Kyrell répondit par un sourire à la blague à deux balles de son pote :
- Allez, dépose vite ton vélo dans le coffre, on n'est pas en avance.
- Cool Keke, on n'est pas obligé de faire beaucoup de kils ! J'ai joué cette nuit jusqu'à trois heures du mat, alors un tout petit décrassage suffira.
Le Scénic prit la direction des cascades du Hérisson. Ça papotait dans la voiture.
- Alors Keke, tu t'es fait remonter les bretelles par ta femme vendredi soir, ah, ah !
- Pire, elle me fait la gueule. Tout ça parce que j'ai zappé notre anniversaire de mariage.
- Ah, ah, méfie-toi, une femme c'est romantique.
- Nous aussi les hommes, nous savons être romantiques.

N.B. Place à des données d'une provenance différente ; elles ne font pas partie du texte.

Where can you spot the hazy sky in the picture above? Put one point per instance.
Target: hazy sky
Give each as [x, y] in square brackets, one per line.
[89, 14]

J'ai tout simplement oublié. Ça ne t'arrive jamais d'oublier ?
- Si, j'oublie parfois... que je trompe ma femme, ah, ah !
La voiture tourna dans un chemin de terre et se gara sur le côté. Les deux copains sortirent les vélos du coffre. Talon poursuivit la conversation :
- Et toi, tu trompes ta femme ?
- Ça ne te regarde pas, répondit Kyrell d'un ton ironique mais tranchant.
- Ah, ah, petit cachottier. Tu sais ce que j'en pense ? Tant que tu ne baises pas Celeste, je m'en fous, ah, ah.
Kyrell, dans un demi-sourire, enfourcha son VTT en baissant la tête, histoire de vérifier si rien ne clochait à l'arrière du vélo. Talon imita le beau gosse.